Bir TV Kanalına Verdiğiniz Röportajda Erkekler Biraz Daha Yönetim Ve Kural Belirleyici Kısımda, Kadınlar İse Daha Çok Estetik Tarafta Yer Aldığını Söylüyorsunuz . Siz Burada Estetik Tarafta Mısınız? Yoksa Kural Koyucu Tarafınız Da Var Mı?
Kural koyuculara görüş bildirerek estetik tarafıyla daha çok uğraşıyorum. Çünkü ben zaten daha çok yaşayan taraftayım. Yönetim Kurulu daha çok kural koyma, genel hatları belirlemeyle ilgileniyorlar. Burada yaşayan, burayı hisseden, talepleri değerlendirip onlara bilgi sunan birim bölge müdürlüğüdür. Sahada bizler varız. Doğru görüşü vererek, doğru analizleri yaparak süzgeçten geçiren taraf bizleriz. Tüm bu alanlarda, mutlaka kadın oluşumun katkısı olmuştur.
OSB’de Çalışan Kadın Sayısı Yüksek Dediniz. Çalışan Kadınlarınızın Hayatını Kolaylaştırmak İçin Herhangi Bir Çalışma Yaptınız Mı?
Kreş için bilgilendirmemizi yaptık. Talep olmadığı için vazgeçtik. Onun dışında bazı özel hastanelerle anlaşmalarımız var. Geçtiğimiz günlerde meme kanseriyle ilgili bilinçlendirme çabalarımız oldu. OSGB (Ortak Sağlık ve Güvenlik Birimi) aracılığıyla kadın sağlık sorunları hakkında bilinçlendirme çalışmalarımız var. Burada esas olan nedir? Daha huzurlu bir çalışma hayatı tesis edebilmek. Aslında insan ihtiyaçları karşılandığı ölçüde huzurludur. Bizler de ihtiyaçları sağlayarak huzurun devamı için çabalıyoruz. Çalışanlarımız iş çıkışı eve giderken, ihtiyaçları sağlansın diye bünyemizde markete yer verdik. Erkeklere genelde futbol turnuvası yapıyorduk. Kadınlar futbolda çok yer almadıklarından biz de tenis turnuvası yapalım dedik. Hem böylece karma bir katılım sağlamış oluruz fikriyle yola çıktık. Ve kadınlar daha çok katılarak bayağı bir mücadele verdiler.
Bölge Müdürü Olarak Kurulu Olan Bir Düzenin Başına Geldiniz. Herhangi Bir Zorluk Yaşadınız Mı?

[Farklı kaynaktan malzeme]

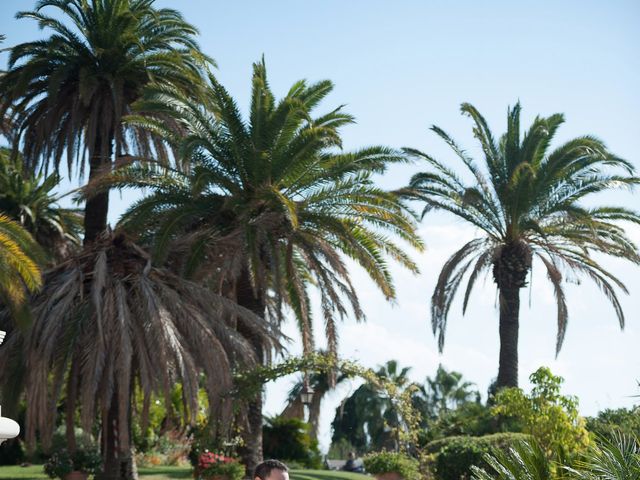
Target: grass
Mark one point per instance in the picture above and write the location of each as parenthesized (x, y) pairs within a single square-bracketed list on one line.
[(326, 475), (35, 472)]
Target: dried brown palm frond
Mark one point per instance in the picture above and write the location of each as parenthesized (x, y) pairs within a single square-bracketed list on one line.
[(107, 320)]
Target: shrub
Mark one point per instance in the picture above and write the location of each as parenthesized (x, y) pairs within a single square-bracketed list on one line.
[(82, 460), (546, 414), (12, 452), (212, 465), (289, 439), (454, 456), (378, 463), (609, 423)]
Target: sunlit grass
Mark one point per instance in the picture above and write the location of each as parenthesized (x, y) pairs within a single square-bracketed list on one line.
[(34, 472)]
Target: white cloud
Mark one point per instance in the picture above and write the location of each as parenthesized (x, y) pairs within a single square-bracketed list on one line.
[(600, 364)]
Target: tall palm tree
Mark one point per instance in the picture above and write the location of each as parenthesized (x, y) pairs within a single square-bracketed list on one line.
[(527, 201), (108, 323), (19, 258), (29, 199), (66, 95), (268, 207)]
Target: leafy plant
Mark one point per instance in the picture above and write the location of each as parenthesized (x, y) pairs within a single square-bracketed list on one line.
[(63, 462), (609, 422), (550, 417), (378, 463), (289, 439), (522, 461), (616, 458), (530, 203), (212, 465), (453, 457)]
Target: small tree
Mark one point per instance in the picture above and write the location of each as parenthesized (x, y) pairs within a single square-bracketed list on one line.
[(546, 414)]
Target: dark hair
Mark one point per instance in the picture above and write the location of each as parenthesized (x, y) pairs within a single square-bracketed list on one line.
[(263, 470)]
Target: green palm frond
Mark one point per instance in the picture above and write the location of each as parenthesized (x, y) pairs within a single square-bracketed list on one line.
[(523, 192), (19, 258), (67, 94), (30, 200), (274, 192), (522, 461)]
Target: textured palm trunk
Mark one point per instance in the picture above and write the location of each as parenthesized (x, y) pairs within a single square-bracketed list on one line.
[(96, 207), (511, 267), (251, 452), (509, 326), (118, 465)]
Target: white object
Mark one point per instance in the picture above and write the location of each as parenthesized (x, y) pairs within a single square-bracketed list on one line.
[(8, 428)]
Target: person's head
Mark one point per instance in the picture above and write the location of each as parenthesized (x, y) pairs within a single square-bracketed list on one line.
[(271, 470)]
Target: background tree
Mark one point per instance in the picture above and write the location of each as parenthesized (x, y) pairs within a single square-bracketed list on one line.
[(321, 384), (67, 94), (30, 200), (527, 200), (268, 207), (19, 271), (289, 439), (136, 327), (446, 390), (545, 414), (367, 417)]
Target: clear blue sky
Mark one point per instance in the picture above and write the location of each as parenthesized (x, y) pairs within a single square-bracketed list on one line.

Ülkemizde ataerkillik var evet kadınla ilgili şiddet, mobing mevzusu var bunların hiçbirini inkâr edemeyiz. Zaman zaman bana bu işi, şu işi yapamazsın dediler ancak ‘sadece kadın olduğum için’ çalıştığım kurumlarda hiçbir engelle karşılaşmadım. İkinci plana atılmadım. Üstelik bu durumun eğitimle, aileyle, duruş ve yaydığınız enerjiyle de ilgili bir şey olduğuna inanıyorum. Benim babam, kadınım diye okutmamak gibi bir düşüncesi hiç olmadı aksine, “siz kadınsınız okuyun” dedi. Yani biz aileden başlayarak kadın olarak hiçbir zaman ikinci plana atılmadık. Ayrıca bu sadece Türkiye’nin değil, dünyanın bir gerçeği. Ben rastlamadım eğer rastlasaydım, gerçekten şu an hiç çekinmeden çok açıklıkla da söylerdim.
Dediğiniz Gibi Bu Biraz Karakterle İlgili Ve Yaydığınız Enerjiyle İlgili…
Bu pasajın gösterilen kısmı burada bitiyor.